積は基本的に寒によって生じる。原因は大きく分けて三つ。一つ目は寒気が足から上って腸胃に行くことによって。二つ目は暴飲暴食や過度に体を動かすことによって。三つ目は感情の過度な変化によって。
⑤耳聾䏆䏆無所聞。
難聴、耳鳴りがひどくきこえづらい。
⑥頸項癰腫不能言。
頸や項に腫物ができてしゃべりづらい。
⑦咽腫。
のどの腫れ。
⑧肩痛不可挙。
肩が痛み上肢を挙げられない
⑨癭。
頸の腫物。
水突
各書の主治条文
医心主治条文
欬逆上気咽喉癰腫呼吸断気喘息不通
甲乙主治条文
欬逆上気咽喉癰腫呼吸短気喘息不通●水突1主之〈一作天突〉(巻之九 邪在肺五臟六腑受病発咳逆上気第三)
外台主治条文
欬逆上気咽喉癰腫呼吸短気喘息不通
[1] 原文:窓
主治条文の比較
医心 | 欬逆上気咽喉癰腫呼吸断気喘息不通 |
甲乙 | 欬逆上気咽喉癰腫呼吸短気喘息不通 |
外台 | 欬逆上気咽喉癰腫呼吸短気喘息不通 |
復元 | 欬逆上気咽喉癰腫呼吸短気喘息不通 |
- 短:『甲乙』『外台』に従います。
単位条文化
『甲乙』に従って単位条文化すると、次の1条文になります。
①欬逆上気、咽喉癰腫、呼吸短気、喘息不通。
咳込み、のどが腫れ、息切れ、呼吸困難。
呼吸器症状とのどの腫れ。
天牖、天容、水突はいずれものどの腫れ、痛みといった局所の症状に使われています。
天牖、天容は寒熱といった全身症状、頸部リンパ節の腫れ、あるいは難聴、耳鳴りや肩の痛みなど局所近辺の症状に使われています。とくに天牖は耳だけでなく目や鼻、頭痛、めまいといった首から上の症状にも使われています。
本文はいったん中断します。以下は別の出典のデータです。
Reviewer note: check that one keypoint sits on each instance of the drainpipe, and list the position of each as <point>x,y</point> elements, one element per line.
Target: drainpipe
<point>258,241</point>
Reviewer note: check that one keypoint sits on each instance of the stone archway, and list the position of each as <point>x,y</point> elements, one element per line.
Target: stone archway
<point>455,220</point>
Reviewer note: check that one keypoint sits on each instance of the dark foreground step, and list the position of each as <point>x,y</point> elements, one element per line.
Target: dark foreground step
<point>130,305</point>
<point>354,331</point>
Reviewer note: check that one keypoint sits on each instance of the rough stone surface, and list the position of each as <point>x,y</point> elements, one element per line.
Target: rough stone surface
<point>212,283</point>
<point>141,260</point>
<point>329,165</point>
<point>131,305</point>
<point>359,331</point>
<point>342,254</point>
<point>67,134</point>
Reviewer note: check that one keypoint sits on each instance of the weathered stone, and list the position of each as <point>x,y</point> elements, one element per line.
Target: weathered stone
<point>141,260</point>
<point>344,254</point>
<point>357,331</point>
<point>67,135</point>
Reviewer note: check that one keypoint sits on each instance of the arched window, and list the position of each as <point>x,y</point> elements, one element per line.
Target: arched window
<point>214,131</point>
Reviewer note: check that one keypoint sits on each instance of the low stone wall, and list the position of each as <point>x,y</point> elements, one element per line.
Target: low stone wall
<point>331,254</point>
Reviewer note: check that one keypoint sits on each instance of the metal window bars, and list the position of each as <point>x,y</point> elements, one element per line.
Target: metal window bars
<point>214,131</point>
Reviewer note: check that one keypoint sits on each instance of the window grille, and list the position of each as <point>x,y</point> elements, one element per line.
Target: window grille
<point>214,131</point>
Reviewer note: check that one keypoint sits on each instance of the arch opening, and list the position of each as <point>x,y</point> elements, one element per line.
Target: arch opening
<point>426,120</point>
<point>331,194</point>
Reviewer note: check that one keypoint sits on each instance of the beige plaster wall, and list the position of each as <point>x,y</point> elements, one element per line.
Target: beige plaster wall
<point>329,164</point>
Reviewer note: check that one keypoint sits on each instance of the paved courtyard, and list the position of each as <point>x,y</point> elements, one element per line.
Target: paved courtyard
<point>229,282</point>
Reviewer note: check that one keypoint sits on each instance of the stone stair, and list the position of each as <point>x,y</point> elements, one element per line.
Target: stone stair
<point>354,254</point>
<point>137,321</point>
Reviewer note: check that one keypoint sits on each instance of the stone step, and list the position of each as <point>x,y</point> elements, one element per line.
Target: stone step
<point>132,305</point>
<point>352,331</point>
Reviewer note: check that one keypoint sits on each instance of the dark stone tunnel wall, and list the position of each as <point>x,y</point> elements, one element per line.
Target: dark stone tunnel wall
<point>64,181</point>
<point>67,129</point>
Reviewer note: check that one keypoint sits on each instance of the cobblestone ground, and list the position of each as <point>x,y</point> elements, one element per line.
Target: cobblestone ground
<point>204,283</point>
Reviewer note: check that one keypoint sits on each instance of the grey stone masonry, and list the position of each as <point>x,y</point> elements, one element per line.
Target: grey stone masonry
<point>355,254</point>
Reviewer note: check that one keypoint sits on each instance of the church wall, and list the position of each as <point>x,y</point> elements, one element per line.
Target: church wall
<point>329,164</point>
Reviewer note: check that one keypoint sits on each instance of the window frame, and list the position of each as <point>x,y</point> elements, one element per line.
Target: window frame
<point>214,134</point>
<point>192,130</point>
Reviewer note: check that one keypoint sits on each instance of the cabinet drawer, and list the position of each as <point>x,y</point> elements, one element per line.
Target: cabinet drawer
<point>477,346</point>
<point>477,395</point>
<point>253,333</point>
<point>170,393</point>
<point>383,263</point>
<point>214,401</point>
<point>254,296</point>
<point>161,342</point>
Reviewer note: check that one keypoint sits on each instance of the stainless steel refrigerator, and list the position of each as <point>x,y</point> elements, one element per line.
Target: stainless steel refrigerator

また天容と水突は咳などの呼吸器症状にも使われています。
以上の内容は、ただの趣味です。学者としての訓練・教育・指導等は受けてはいませんので、多々誤りはあるかと思いますが、どうぞお付き合いください。誤り等ご指摘いただければ幸いです。